Işıl Eraslan Doğan, mısır pamuğu, bakır tel, pamuk ipliği, dikiş lastiği, merserize vb. doğal ve endüstriyel malzemeleri katlayarak, kıvırarak, bükerek oluşturduğu eserlerinde, hayatın çeşitli alanlarındaki iç içe geçmişliği, inişleri çıkışları, çaresizliği, katman katman anlatmaktadır.
Filiz Piyale Onat, doğa-insan ilişkisini lirik bir soyutlamayla sorgulamaktadır. Eserlerinde kullandığı, doğada yalnız bırakılmış algısı yaratan nesneler aracılığıyla kopukluk ve aykırılık vurgusu yaparak esas itibariyle insana yönelmektedir.
Kemal Köse, gündelik yaşam içinde bulunduğu ve algıladığı mekânlarla, karşılaştığı dijital görüntüleri birleştirerek oluşturduğu resimlerinde soyutlamaya varmaktadır. Resimlerinin yüzeyine yerleştirdiği nesneleri bu bağlamda değerlendirmektedir.
Canan Ustaoğlu Savaş’ın tüm eserlerinin ana materyalini ahşap oluşturmaktadır. Sanatçı, ahşabı insanla bağdaştırırken kullandığı kâğıt, kırnap, altın ve gümüş gibi unsurları, renk ve minimal geometri ile kurgulamakta, doğal ve doğal olmayan arasında diyalog kurmayı amaçlamaktadır.
Ayşegül Şibiroğlu’nun kimlik üzerinde yoğunlaştığı gözlenmektedir. Eserlerinde görünür, bilinen, tanımlanan özgün özellikler, birbiri ardına sıralanan imge ve formlarla farklı bir biçim alarak işaretlenmektedir.

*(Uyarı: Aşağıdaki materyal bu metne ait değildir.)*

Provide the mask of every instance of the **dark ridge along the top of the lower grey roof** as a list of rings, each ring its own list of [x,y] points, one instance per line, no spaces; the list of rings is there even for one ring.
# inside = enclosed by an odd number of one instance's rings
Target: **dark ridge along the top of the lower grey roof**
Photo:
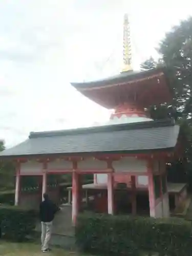
[[[31,132],[29,135],[29,139],[40,138],[40,137],[63,136],[63,135],[78,135],[78,134],[84,134],[84,133],[101,133],[101,132],[109,132],[109,131],[112,132],[112,131],[121,131],[121,130],[147,129],[152,127],[173,126],[173,125],[175,125],[175,121],[173,119],[111,124],[111,125],[81,127],[81,128],[69,129],[69,130]]]

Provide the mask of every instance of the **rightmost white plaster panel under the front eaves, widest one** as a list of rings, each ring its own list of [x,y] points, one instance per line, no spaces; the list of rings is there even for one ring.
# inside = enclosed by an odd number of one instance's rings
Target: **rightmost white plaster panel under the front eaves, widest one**
[[[112,163],[116,173],[118,172],[147,172],[146,160],[139,160],[134,157],[123,157]]]

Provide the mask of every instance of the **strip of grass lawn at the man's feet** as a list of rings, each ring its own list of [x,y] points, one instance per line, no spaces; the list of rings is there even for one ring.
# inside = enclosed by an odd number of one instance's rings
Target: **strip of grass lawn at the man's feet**
[[[9,243],[0,240],[0,255],[1,256],[83,256],[72,251],[65,251],[59,248],[52,248],[51,252],[43,253],[40,246],[33,243]]]

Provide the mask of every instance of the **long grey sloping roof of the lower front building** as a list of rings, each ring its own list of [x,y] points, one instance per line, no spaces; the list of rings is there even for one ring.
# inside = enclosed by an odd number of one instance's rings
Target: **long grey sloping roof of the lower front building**
[[[1,152],[0,158],[163,150],[175,147],[178,134],[178,125],[155,121],[31,133],[26,141]]]

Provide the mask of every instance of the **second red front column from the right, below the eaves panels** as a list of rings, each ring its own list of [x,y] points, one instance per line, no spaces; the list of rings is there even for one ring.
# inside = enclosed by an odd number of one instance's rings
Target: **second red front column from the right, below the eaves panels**
[[[114,177],[108,174],[108,214],[114,214]]]

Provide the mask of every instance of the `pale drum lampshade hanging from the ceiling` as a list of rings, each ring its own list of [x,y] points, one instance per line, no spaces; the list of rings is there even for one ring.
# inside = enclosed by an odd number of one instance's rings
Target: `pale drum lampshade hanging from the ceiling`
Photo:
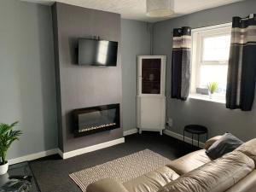
[[[149,17],[167,17],[174,14],[174,0],[147,0]]]

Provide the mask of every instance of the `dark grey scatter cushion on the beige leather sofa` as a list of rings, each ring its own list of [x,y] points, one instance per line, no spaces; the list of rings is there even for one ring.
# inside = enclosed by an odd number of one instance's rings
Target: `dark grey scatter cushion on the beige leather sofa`
[[[239,138],[233,136],[231,133],[225,133],[218,139],[218,141],[213,143],[212,146],[207,149],[207,155],[215,160],[238,148],[242,143],[243,142]]]

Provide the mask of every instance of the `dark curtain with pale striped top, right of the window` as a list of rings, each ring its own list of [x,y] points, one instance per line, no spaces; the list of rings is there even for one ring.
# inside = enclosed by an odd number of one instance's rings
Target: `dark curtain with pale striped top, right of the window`
[[[226,107],[250,111],[256,78],[256,15],[232,23]]]

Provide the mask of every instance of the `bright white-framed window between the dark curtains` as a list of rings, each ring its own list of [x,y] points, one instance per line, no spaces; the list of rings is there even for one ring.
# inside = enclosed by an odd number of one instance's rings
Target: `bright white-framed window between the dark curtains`
[[[217,82],[215,99],[224,102],[230,56],[231,24],[192,30],[190,96],[206,97],[207,85]]]

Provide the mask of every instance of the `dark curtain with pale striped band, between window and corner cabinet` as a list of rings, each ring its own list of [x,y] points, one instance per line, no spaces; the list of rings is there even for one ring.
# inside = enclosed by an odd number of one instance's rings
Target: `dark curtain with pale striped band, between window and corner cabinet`
[[[173,30],[172,98],[186,100],[189,96],[191,60],[191,28]]]

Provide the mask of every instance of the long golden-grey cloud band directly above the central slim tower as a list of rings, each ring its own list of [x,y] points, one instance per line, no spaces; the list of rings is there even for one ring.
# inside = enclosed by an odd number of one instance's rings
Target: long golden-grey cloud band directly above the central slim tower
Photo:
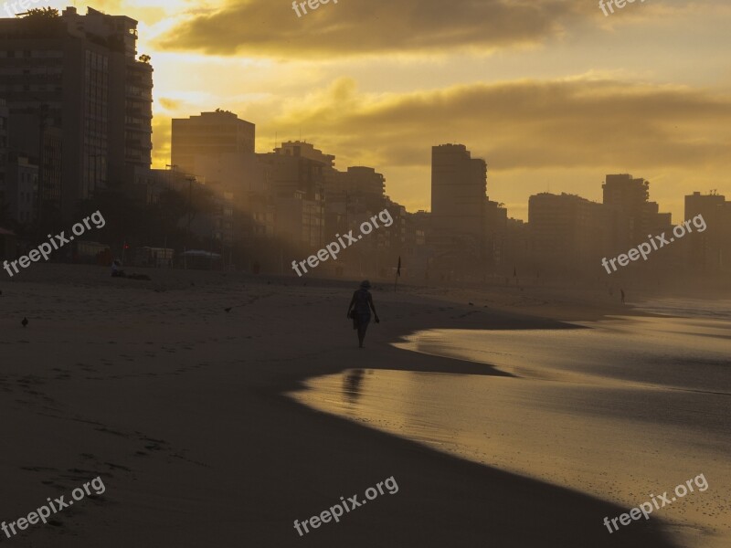
[[[343,78],[263,127],[303,128],[327,153],[381,167],[424,165],[432,145],[462,142],[497,170],[727,169],[729,122],[727,96],[679,86],[530,79],[362,94]]]

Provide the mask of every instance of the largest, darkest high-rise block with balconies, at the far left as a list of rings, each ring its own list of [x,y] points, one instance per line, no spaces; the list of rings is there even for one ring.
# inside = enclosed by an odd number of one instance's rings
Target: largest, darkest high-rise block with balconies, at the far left
[[[42,216],[60,207],[70,218],[80,199],[123,183],[130,166],[149,168],[153,68],[136,58],[136,42],[137,21],[92,8],[85,16],[68,7],[58,17],[0,19],[0,97],[11,148],[40,165],[39,194],[49,201],[38,204]],[[43,158],[54,128],[59,177]]]

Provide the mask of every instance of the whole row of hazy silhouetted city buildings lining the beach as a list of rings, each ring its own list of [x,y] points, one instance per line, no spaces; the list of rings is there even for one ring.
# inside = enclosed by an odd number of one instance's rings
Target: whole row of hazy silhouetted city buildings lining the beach
[[[173,118],[170,157],[164,167],[154,166],[156,71],[139,47],[138,21],[92,8],[87,15],[76,7],[60,14],[36,12],[2,19],[0,96],[5,95],[6,105],[0,105],[0,127],[7,128],[7,137],[0,144],[6,142],[7,152],[0,158],[7,158],[7,176],[0,202],[6,222],[21,235],[34,221],[50,226],[69,220],[85,202],[111,213],[111,200],[120,219],[112,220],[114,229],[103,236],[111,238],[112,247],[131,241],[141,250],[135,253],[146,257],[144,249],[154,243],[164,246],[166,257],[168,243],[186,249],[195,237],[210,253],[216,248],[220,259],[228,248],[231,261],[236,249],[239,264],[257,270],[279,265],[281,270],[285,248],[295,255],[322,248],[327,237],[349,233],[368,216],[393,207],[397,228],[359,248],[355,262],[329,266],[329,275],[343,275],[346,269],[362,273],[367,252],[375,258],[372,276],[385,276],[383,266],[403,257],[409,276],[449,281],[457,271],[484,280],[484,269],[493,274],[512,269],[515,276],[518,268],[534,270],[536,276],[544,270],[551,276],[591,277],[601,256],[672,228],[665,205],[661,210],[658,201],[650,201],[645,174],[617,172],[603,174],[601,201],[595,196],[599,184],[583,184],[573,192],[565,186],[554,188],[556,194],[531,192],[524,223],[488,180],[492,163],[473,154],[473,142],[456,141],[431,145],[429,204],[409,213],[408,203],[394,199],[398,181],[389,180],[387,192],[387,175],[376,169],[386,170],[378,163],[344,170],[333,151],[302,137],[282,139],[281,146],[277,140],[270,152],[258,152],[267,147],[256,142],[256,119],[220,108]],[[539,105],[536,112],[541,110]],[[78,128],[84,128],[83,135]],[[39,141],[44,143],[40,152]],[[699,204],[714,202],[713,189],[702,195],[691,188],[702,196]],[[119,192],[132,203],[123,206]],[[689,196],[683,195],[686,204]],[[719,196],[723,202],[708,211],[715,236],[699,240],[694,251],[697,264],[714,270],[726,267],[728,252],[727,236],[722,236],[728,233],[728,208]],[[179,208],[184,204],[185,211]],[[173,213],[167,221],[164,211]],[[139,222],[130,228],[126,217]],[[270,238],[281,245],[278,254]],[[667,257],[680,265],[683,256],[690,256],[684,247]],[[581,269],[573,266],[577,260]]]

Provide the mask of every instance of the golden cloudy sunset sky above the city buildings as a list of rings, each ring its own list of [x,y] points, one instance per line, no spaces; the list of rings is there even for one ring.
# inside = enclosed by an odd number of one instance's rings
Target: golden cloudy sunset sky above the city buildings
[[[156,167],[172,118],[220,108],[256,124],[257,152],[302,139],[340,170],[376,168],[409,211],[430,209],[431,147],[447,142],[486,160],[488,195],[524,220],[539,192],[601,201],[605,174],[650,181],[674,223],[684,195],[731,199],[731,3],[606,4],[75,3],[140,22]]]

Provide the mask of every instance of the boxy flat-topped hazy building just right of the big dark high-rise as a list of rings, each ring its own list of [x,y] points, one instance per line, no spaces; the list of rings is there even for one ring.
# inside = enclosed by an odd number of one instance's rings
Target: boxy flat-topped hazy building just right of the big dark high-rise
[[[254,153],[256,126],[228,111],[201,112],[199,116],[175,118],[172,163],[178,169],[201,176],[196,158]]]

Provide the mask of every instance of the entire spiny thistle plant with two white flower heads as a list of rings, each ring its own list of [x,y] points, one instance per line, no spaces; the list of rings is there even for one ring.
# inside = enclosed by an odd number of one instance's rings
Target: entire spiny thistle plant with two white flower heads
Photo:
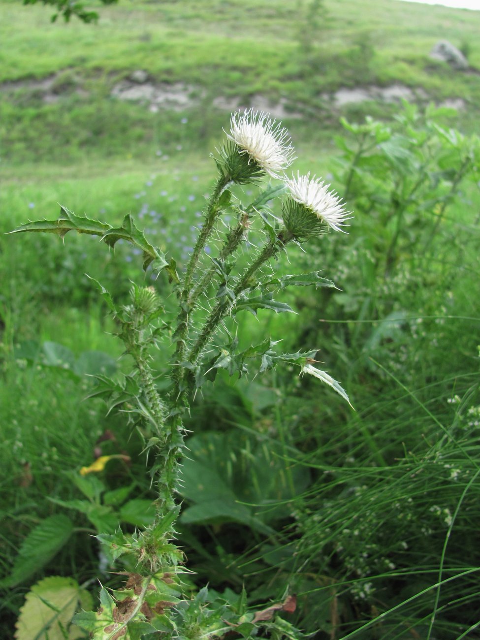
[[[316,349],[278,353],[278,343],[265,339],[241,351],[236,337],[230,335],[228,324],[244,310],[291,312],[289,305],[274,300],[274,292],[292,286],[335,287],[317,271],[278,275],[275,260],[291,244],[303,244],[330,229],[342,230],[349,214],[316,177],[286,177],[294,161],[291,140],[282,125],[267,114],[252,110],[235,113],[226,135],[227,141],[214,157],[218,177],[184,271],[177,269],[175,259],[150,244],[130,215],[120,227],[111,227],[61,207],[57,220],[29,222],[15,230],[53,233],[62,239],[76,230],[99,236],[111,248],[124,239],[143,252],[143,268],[157,276],[164,273],[163,280],[168,280],[170,287],[160,293],[156,287],[133,284],[129,303],[118,305],[102,284],[93,280],[115,318],[116,335],[132,360],[132,371],[120,381],[97,376],[92,396],[102,397],[109,411],[123,410],[131,428],[140,432],[151,463],[148,473],[157,490],[156,517],[150,526],[133,533],[118,529],[114,534],[100,532],[97,536],[111,566],[134,567],[127,571],[124,588],[101,589],[99,611],[83,611],[74,617],[74,623],[97,640],[159,634],[165,638],[211,638],[232,631],[252,637],[262,626],[271,637],[302,637],[287,621],[274,620],[276,612],[294,609],[292,597],[256,614],[246,608],[244,593],[236,605],[209,602],[206,588],[191,598],[186,586],[186,558],[175,543],[185,449],[183,419],[205,380],[213,380],[222,368],[241,376],[255,361],[260,363],[259,372],[286,362],[296,365],[300,373],[324,381],[348,401],[339,383],[314,366]],[[259,188],[249,205],[240,204],[232,189],[247,184],[258,187],[267,177],[278,184]],[[281,219],[270,209],[275,198],[281,200]],[[230,227],[221,221],[226,211],[236,216]],[[264,241],[259,248],[248,249],[246,240],[252,225],[261,227]],[[204,249],[212,237],[220,241],[218,251],[207,258]],[[164,308],[164,300],[172,293],[177,301],[173,321]],[[221,344],[225,334],[227,342]],[[155,347],[171,349],[170,381],[162,392],[152,360]]]

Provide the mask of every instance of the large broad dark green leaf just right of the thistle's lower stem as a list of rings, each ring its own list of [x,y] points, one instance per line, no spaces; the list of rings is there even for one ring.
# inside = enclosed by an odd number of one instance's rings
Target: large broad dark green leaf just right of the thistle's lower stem
[[[269,522],[288,516],[287,501],[310,483],[305,468],[282,460],[285,450],[275,440],[207,432],[187,446],[181,493],[194,504],[182,509],[182,522],[233,520],[264,533]],[[295,457],[296,449],[289,454]]]

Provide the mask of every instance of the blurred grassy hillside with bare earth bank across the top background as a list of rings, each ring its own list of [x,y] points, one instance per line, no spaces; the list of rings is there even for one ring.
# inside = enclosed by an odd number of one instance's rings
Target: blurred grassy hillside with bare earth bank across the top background
[[[100,8],[96,25],[49,22],[49,8],[0,3],[3,163],[77,162],[95,157],[150,156],[178,144],[189,120],[190,145],[208,148],[227,109],[214,100],[289,113],[296,139],[328,141],[339,113],[361,120],[388,116],[395,103],[336,106],[340,88],[401,84],[421,101],[462,99],[460,122],[470,128],[480,103],[480,14],[398,0],[324,3],[120,2]],[[439,39],[468,52],[470,70],[454,72],[430,60]],[[175,112],[148,109],[148,99],[111,97],[135,70],[148,82],[179,86]],[[218,103],[216,103],[218,104]],[[301,116],[301,117],[298,117]],[[309,125],[316,125],[310,127]],[[198,143],[197,143],[198,141]]]

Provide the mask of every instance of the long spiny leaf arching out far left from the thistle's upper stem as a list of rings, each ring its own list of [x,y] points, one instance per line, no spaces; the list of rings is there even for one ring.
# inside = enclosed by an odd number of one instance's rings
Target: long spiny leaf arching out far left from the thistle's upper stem
[[[26,225],[21,225],[10,233],[27,231],[51,233],[61,239],[63,239],[69,231],[76,231],[79,234],[100,236],[100,239],[112,248],[122,239],[134,244],[134,246],[143,251],[143,269],[147,269],[148,265],[152,262],[155,262],[156,271],[161,271],[161,269],[169,266],[164,253],[148,243],[140,229],[135,226],[130,214],[125,216],[121,227],[111,227],[111,225],[107,223],[91,220],[86,216],[76,216],[76,214],[69,211],[67,207],[60,206],[60,218],[58,218],[58,220],[28,222]]]

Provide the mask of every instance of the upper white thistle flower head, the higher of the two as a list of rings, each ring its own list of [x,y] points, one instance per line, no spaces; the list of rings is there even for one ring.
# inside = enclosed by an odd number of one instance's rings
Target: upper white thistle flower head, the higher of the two
[[[233,113],[227,138],[237,145],[240,154],[248,156],[249,164],[253,161],[273,178],[282,179],[281,174],[295,159],[287,130],[264,111]]]

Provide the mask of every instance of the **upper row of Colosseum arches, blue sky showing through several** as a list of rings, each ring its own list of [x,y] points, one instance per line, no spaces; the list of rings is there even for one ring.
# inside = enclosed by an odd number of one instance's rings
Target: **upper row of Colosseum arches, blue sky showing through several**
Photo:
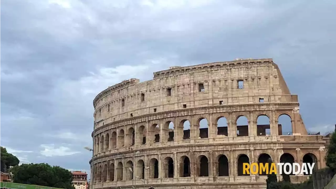
[[[225,117],[218,117],[216,119],[216,134],[228,136],[228,122]],[[236,119],[237,125],[237,137],[249,136],[249,121],[245,116],[238,116]],[[194,125],[196,130],[198,130],[198,136],[200,138],[208,138],[208,121],[206,118],[201,117],[197,120],[197,124]],[[178,139],[190,139],[191,135],[191,124],[189,120],[182,120],[176,127],[177,132],[174,131],[175,126],[172,121],[167,121],[163,124],[163,136],[160,136],[160,126],[158,124],[152,124],[148,130],[144,125],[140,125],[137,128],[137,133],[133,127],[129,127],[125,133],[124,129],[120,129],[117,135],[116,131],[106,135],[101,134],[95,136],[95,152],[103,152],[104,150],[120,148],[123,146],[133,146],[143,145],[146,143],[156,143],[160,141],[174,141],[175,138]],[[279,134],[291,134],[292,133],[292,121],[287,114],[282,114],[278,118],[278,130]],[[289,131],[290,130],[290,131]],[[288,133],[287,133],[288,132]],[[256,125],[257,136],[270,135],[270,119],[266,115],[259,115],[257,117]],[[125,135],[126,134],[126,135]],[[175,136],[181,135],[181,136]],[[125,140],[126,139],[126,140]]]

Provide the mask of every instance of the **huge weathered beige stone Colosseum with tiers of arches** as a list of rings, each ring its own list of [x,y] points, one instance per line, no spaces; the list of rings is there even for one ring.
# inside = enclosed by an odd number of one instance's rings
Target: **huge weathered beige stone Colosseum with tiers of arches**
[[[110,86],[93,106],[94,189],[266,188],[267,176],[243,174],[243,162],[326,166],[327,139],[307,133],[272,59],[174,66]]]

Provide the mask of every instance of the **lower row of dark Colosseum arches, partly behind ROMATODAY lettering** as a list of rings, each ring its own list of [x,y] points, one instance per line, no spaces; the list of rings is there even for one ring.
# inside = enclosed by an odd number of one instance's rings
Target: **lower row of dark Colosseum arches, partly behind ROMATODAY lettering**
[[[157,179],[161,178],[174,178],[177,174],[178,177],[208,177],[210,176],[210,166],[213,166],[216,176],[248,176],[249,174],[243,173],[243,163],[250,163],[250,159],[246,154],[240,154],[236,158],[237,173],[232,173],[229,168],[229,160],[225,155],[219,155],[213,165],[210,164],[206,155],[200,155],[195,159],[196,162],[192,166],[191,160],[188,156],[181,156],[178,166],[175,166],[172,157],[168,156],[163,159],[162,167],[159,166],[159,161],[156,158],[150,159],[147,166],[143,159],[139,159],[135,164],[132,160],[128,160],[125,164],[118,162],[115,167],[114,163],[94,166],[94,182],[107,182],[107,181],[122,181],[122,180],[139,180],[139,179]],[[267,153],[262,153],[258,157],[259,163],[267,163],[272,161],[272,158]],[[280,162],[293,163],[294,157],[289,153],[284,153],[280,157]],[[317,162],[317,157],[312,153],[307,153],[303,156],[302,162],[313,163]],[[315,165],[317,167],[317,164]],[[195,167],[195,168],[194,168]],[[175,172],[175,169],[178,171]],[[161,171],[161,176],[159,174]],[[116,175],[115,175],[116,171]],[[146,172],[149,171],[145,176]],[[266,172],[261,173],[266,175]]]

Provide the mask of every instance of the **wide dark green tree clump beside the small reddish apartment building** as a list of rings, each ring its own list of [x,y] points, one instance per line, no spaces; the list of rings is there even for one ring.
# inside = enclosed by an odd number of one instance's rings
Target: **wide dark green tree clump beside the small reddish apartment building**
[[[22,164],[13,167],[12,173],[15,183],[75,189],[72,185],[71,172],[59,166],[50,166],[46,163]]]

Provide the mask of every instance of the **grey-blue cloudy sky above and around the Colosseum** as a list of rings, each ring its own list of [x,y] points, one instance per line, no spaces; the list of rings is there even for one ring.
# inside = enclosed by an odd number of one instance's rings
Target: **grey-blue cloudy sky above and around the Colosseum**
[[[273,58],[309,131],[332,131],[334,0],[0,0],[0,145],[89,169],[92,100],[169,66]],[[334,58],[332,58],[334,57]]]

Zafer Ali Akşit eserlerinin alameti farikasını, eser-izleyici-sanatçı arasındaki dinamik karşılaşma oluşturmaktadır. Sanatçı, ilişkide tedirginlik, gerginlik yerine dengeyi gözetmekte, normlar ile genel geçer kavramların dışına çıkmakta, geleneksel formları, sanatsal kaygıyı da gözeterek yeniden ele almaktadır.
Seydi Murat Koç’un insanlığın izlerini sürdüğü resimleri, sosyal ve doğal çevrenin uyumsuzluğu üzerinden, varoluş ve yokoluş arasındaki diyalektiğin yanı sıra çizim ve resim arasındaki güçlü bir sentezle karakterize edilmektedir.
Zihin Çatıları sergisinde yer alan sanatçıların eserleri, sınırları aşarak kendi ivmesini kazanmakta, izleyicilerin öz varlıklarını sorgulamalarını sağlamaya yönelmektedir.